Raymond Queneau, "Exercices de style"
Em "Exercices de style" Raymond Queneau descreve-nos um acontecimento absolutamente banal de 99 maneiras diferentes.
À primeira vista o que poderia parecer uma tarefa absolutamente impossível (como seria possível haver tantas maneiras de contar uma cena tão quotidiana?) é de facto um verdadeiro exercício da mente, da escrita e da imaginação.
Levando a escrita e as suas convenções a um nível ainda mais alargado, Queneau presenteia-nos com versões deliciosas do encontro entre dois estranhos num autocarro.

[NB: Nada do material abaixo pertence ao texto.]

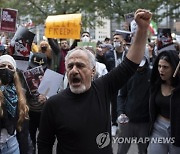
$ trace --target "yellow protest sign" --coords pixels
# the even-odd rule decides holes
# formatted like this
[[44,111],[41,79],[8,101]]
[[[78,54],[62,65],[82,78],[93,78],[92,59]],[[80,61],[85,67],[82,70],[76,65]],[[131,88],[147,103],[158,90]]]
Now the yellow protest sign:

Se “quem conta um conto acrescenta-lhe um ponto” também é verdade que quem lhe retira um ponto pode por vezes acrescentar pormenores que de outra forma não teríamos prestado atenção. Cada versão acrescenta dados novos à descrição do acontecimento e embora algumas versões sejam mais minimalistas a ideia de potencialidade está sempre presente. Basta a leitura de algumas das 99 versões para nos apercebermos que a maneira como normalmente descrevemos as coisas é apenas uma das inúmeras possibilidades. Explorando as convenções da escrita, que já é em si uma convenção, podemos mostrar vários mundos dentro do mesmo mundo, 99 encontros dentro do mesmo encontro.
A fuga às regras da escrita, que à partida espartilham o que contamos, será então a mais criativa de todas as regras.